Mice born from eggs derived from the granulosa cells that surround oocytes.
It is known ovarian follicles are the basic unit of the ovary in females and consist of an oocyte, an immature egg, which is surrounded by granulosa cells. Besides being crucial to the development of follicles, studies have shown that granulosa cells possess plasticity that shows stem cell-like properties. Made-to-order oocytes have great potential for preserving fertility and restoring ovarian function, however, it is still unclear whether functional oocytes can be generated from adult female granulosa cells. Now, a study from researchers at the Nankai University introduces a chemical mixture to granulosa cells to induce the production of germline-competent pluripotent stem cells (gPSCs) that were differentiated into functional oocytes in mice. The team states once fertilized, these oocytes were then successfully able to produce healthy offspring, showing no differences from naturally bred mice. The opensource study is published in the journal Cell Reports.
Previous studies show granulosa cells are somatic cells that interact and evolve with oocyte development during maturation of the ovarian follicle in the ovary and exhibit stem-cell-like properties.

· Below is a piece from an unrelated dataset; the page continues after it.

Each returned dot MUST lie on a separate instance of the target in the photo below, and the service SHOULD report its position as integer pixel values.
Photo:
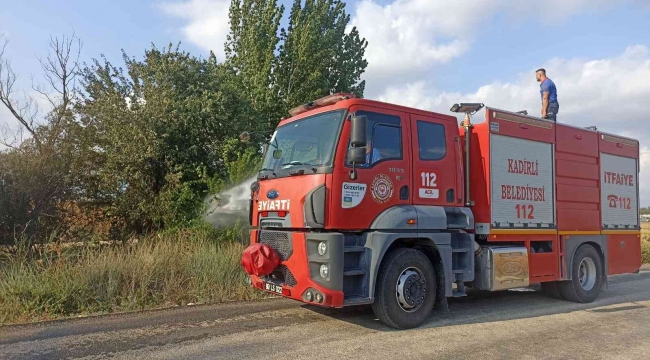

It is posssible to reprogram granulosa cells to generate iPSCs where they have been successfully used to clone animals. However, this approach uses genetic manipulation, cell transfection, and ectopic expression of transcription factors for iPSCs, as well as embryo destruction for embryonic stem cell derivation. The current study investigates whether granulosa cells can be induced into gPSCs, using a purely chemical approach, to form oocytes that produce fertile mice.
The current study develops a chemical compound containing Rock inhibitor and crotonic acid for the production of gPSCs from granulosa cells. Results show the Rock inhibitor prevents cell death and promotes proliferation, whilst the crotonic acid, in combination with other chemicals, facilitates the induction of granulosa cells into gPSCs that exhibit pluripotency similar to embryonic stem cells. Data findings show when a mixture of Rock inhibitor and vitamin C is introduced to the gPSCs follicular development is improved to induce meiosis, the process of a single cell becoming sex cells, the egg.
The lab states compared with traditional stem cell-inducing methods such as transfection, which reprograms cells by introducing genetic material into somatic cells, chemical treatment provides higher controllability and has a lower risk of genetic instability. They go on to add that gPSCs and oocytes produced from granulosa cells exhibit high genomic stability and successfully produce offspring that show normal fertility.
The team surmises they have successfully reprogrammed granulosa cells to form oocytes using chemical induction, which produced fertile mice. For the future, the researchers state human trials are some time off, with more prospect in preserving fertility and endocrine function, than in treating infertility.